Kouign Amann #1 (and #1a): Santa Monica's Huckleberry Cafe might contain the most perfect bakery in town. The downside is, everyone knows it, and getting a table on the weekend -- heck, just getting through the line -- is an endurance exercise. Perhaps best to order to go.
But those pastries, if you've got a sweet tooth, make the brunch drama worth it. Huckleberry makes two versions of kouign amann: minis, and regular size, topped with fruit. The minis are fun little treats with the perfect sugary, pull-apart composition. A nice end to a protein-heavy breakfast. But it's the fruit-topped version that will force you to return to the line three times before leaving. Probably with a pastry box in hand. Perfectly caramelized on the bottom, as the kouing amann's extra sugar is wont to do, and turned almost into a custard on the top from the mixture of produce (we had figs), sugar and butter, these are worth the stress of the line.

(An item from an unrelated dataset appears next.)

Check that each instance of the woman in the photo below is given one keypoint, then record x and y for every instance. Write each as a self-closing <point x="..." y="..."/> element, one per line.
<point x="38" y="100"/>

Kouign Amann #2: Bouchon Bakery, at the Montage hotel in Beverly Hills, has a fabulous setting. Order a pastry from the counter, take it outside to the very French-feeling park, with a fountain and tables, and take in a bit of celeb-spotting (but this being Beverly Hills, one would never be so gauche as to actually approach them). The kouign amman here is technically perfect, as are all things in the Bouchon empire. Caramelized bottom, millions of layers, a lot of sugar. Oh, and it's huge. But the pastry itself isn't totally tender, and it seems a little devoid of soul. (Which may mean butter.)
The Final Verdict: Topping this decadent pastry invented in cold, waterlogged Brittany with Mediterranean figs might not be the most natural, or traditional, of choices. But when it's this delicious, who cares. If tradition is less important than taste, go for Huckleberry.